Kline: The district has explicit policies that prohibit making distinctions — everyone is an individual and is respected for who they are. The board works to model this respect by the way they treat one another.
Liu: In situations of gender dysphoria, it’s important to involve the family and parents in the discussion. He would advocate working with families to understand and work through these issues.
Are standardized test scores a good indicator of student and school success?
Hardmeyer-Wright: As a teacher who gave standardized tests every year, Hardmeyer-Wright said there are many other indicators that are more useful and accurate about student progress. Standardized tests are a snapshot of one day and one moment.

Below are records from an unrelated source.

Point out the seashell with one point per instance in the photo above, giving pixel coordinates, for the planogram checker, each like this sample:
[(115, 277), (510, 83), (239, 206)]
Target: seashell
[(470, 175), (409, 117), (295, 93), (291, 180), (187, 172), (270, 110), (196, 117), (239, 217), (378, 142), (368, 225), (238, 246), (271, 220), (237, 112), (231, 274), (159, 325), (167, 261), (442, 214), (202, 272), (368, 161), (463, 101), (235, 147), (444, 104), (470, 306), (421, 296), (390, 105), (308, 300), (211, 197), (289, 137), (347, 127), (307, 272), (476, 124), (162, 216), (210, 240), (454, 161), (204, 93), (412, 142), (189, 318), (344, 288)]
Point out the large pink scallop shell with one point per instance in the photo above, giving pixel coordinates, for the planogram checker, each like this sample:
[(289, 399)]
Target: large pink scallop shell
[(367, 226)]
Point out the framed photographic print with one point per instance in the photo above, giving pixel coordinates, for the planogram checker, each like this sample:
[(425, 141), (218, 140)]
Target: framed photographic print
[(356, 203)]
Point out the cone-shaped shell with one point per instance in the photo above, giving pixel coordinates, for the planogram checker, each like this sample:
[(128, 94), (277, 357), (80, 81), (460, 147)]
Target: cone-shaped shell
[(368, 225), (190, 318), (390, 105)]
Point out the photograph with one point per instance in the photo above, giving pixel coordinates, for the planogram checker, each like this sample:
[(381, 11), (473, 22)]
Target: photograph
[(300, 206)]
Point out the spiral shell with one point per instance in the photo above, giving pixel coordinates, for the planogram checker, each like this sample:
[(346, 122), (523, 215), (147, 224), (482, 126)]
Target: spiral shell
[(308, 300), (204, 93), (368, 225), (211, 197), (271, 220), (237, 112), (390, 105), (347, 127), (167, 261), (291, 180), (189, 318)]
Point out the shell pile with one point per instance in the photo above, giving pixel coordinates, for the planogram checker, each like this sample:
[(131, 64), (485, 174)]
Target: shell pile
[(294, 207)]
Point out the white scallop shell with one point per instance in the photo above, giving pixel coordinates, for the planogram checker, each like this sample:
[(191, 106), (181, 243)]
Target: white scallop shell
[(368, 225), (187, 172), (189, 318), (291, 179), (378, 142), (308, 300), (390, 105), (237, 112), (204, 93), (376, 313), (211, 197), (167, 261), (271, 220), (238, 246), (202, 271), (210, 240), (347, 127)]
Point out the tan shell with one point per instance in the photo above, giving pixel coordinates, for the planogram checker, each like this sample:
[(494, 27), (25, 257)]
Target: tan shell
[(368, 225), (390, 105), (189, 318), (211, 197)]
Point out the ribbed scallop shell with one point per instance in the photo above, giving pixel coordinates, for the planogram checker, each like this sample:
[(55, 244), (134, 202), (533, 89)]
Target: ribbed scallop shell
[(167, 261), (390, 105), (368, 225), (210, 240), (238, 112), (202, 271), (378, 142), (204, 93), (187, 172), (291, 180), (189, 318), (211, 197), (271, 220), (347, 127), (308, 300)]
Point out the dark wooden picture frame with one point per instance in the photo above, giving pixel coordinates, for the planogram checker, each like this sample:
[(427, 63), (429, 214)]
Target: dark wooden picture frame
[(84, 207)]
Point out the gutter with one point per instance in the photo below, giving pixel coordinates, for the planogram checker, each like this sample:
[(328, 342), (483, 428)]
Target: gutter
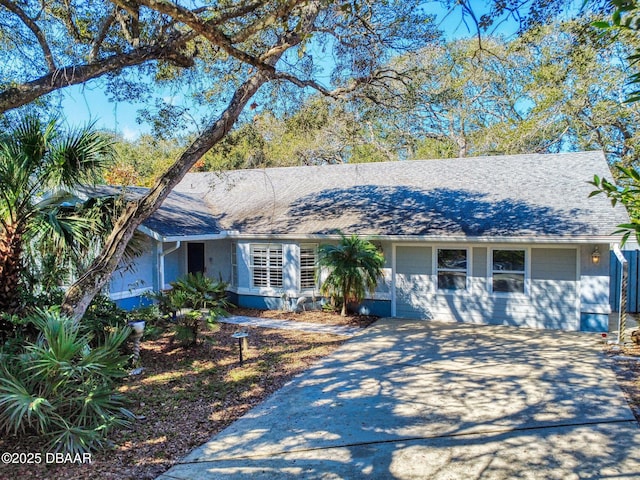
[(603, 239), (161, 256)]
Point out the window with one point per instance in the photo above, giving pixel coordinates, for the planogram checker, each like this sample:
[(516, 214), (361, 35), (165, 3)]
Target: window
[(234, 264), (508, 271), (266, 265), (308, 267), (452, 269)]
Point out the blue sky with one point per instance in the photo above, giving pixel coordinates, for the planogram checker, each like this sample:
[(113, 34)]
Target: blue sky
[(88, 103)]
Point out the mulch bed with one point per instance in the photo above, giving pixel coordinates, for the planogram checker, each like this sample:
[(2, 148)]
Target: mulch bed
[(186, 395)]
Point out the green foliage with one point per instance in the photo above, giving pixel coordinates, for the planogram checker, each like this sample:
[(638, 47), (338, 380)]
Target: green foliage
[(62, 389), (102, 318), (628, 194), (355, 266), (195, 301), (36, 160), (199, 291)]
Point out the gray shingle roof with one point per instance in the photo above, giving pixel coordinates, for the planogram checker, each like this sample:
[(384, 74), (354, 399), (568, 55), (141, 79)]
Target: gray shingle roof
[(512, 196), (181, 214)]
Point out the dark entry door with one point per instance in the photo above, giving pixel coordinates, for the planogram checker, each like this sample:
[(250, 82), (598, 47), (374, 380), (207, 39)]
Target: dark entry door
[(195, 257)]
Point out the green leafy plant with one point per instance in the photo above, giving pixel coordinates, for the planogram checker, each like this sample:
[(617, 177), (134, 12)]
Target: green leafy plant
[(194, 302), (61, 388), (201, 291), (627, 193), (355, 266)]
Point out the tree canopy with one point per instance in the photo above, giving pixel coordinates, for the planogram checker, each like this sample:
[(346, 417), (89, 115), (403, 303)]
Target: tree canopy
[(225, 55)]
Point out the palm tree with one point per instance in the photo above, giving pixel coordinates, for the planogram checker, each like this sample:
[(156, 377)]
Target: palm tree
[(355, 266), (38, 161)]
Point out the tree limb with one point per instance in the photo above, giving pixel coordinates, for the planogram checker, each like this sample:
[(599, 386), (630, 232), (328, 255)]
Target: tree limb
[(17, 96), (31, 25), (81, 293)]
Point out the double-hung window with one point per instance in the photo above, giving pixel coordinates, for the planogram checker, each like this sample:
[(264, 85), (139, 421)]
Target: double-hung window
[(266, 266), (508, 271), (452, 269), (308, 258)]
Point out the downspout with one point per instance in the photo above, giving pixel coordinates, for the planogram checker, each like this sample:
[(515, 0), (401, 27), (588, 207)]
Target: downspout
[(622, 306), (163, 254)]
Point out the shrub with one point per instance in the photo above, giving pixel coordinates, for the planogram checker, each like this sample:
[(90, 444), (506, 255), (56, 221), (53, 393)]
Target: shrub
[(206, 298), (62, 389)]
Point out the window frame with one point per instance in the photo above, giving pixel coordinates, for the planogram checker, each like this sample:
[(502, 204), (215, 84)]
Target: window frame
[(312, 268), (438, 269), (273, 273), (525, 272)]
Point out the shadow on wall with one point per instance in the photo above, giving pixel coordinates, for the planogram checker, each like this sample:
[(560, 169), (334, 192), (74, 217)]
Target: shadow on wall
[(411, 211)]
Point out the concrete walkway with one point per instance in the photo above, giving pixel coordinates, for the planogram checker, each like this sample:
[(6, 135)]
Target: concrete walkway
[(292, 325), (427, 400)]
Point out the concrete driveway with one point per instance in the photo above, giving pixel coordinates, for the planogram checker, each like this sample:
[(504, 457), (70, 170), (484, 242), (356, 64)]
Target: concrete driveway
[(428, 400)]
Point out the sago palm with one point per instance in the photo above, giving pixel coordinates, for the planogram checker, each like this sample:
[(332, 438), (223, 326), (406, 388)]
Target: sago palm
[(355, 266), (36, 161)]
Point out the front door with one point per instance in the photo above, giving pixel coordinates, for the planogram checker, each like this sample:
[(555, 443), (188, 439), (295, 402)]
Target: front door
[(195, 257)]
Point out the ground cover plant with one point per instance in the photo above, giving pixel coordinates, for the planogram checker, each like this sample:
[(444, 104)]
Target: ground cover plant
[(187, 394)]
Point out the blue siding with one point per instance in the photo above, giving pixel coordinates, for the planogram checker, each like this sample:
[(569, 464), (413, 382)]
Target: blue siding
[(633, 296), (132, 303)]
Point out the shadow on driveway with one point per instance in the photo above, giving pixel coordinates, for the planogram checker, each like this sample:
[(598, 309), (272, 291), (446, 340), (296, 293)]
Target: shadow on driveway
[(415, 400)]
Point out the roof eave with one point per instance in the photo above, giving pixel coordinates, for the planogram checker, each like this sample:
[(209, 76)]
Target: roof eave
[(547, 239)]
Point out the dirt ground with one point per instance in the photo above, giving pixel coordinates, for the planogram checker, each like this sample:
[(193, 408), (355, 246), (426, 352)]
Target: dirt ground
[(185, 395)]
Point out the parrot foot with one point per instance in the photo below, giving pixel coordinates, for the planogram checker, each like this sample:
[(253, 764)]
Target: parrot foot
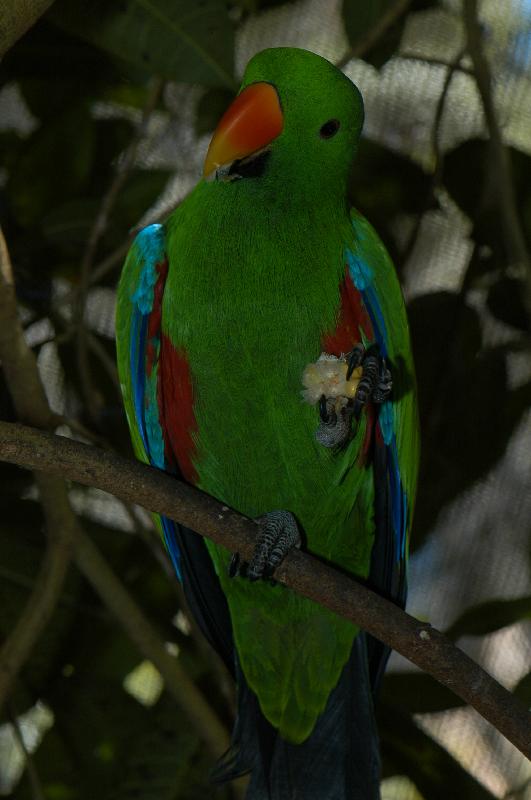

Tests can suggest areas a district should focus on, but classwork is more important and informative. Hardmeyer-Wright would prefer that money now spent on testing be redirected to other areas in education.
Lott: Test scores are not a perfect measuring system, but they’re one tool to look at, and the fact that everyone takes them makes them a useful indicator. Tests indicate that the average student in this district is below grade-level standards.
Larson: Larson is a proponent of standardized testing — it shows where the school needs to work harder or where it’s doing a good job.
Zbyszewski: Standardized tests are just one part of a larger picture. Research has shown that the tests don’t always reflect the curriculum being taught and can therefore interfere with graduation. Tests also promote a narrow definition of intellect — for example, focusing on areas such as English, math and science — when students have intellectual abilities in many areas.
With advanced-placement courses and vocational and technical training to meet the diverse needs of students, standardized tests are no longer an accurate reflection of the quality of education. Other measures, such as the graduation rate (93% on time in the Methow) and post-secondary education, are better indicators of success.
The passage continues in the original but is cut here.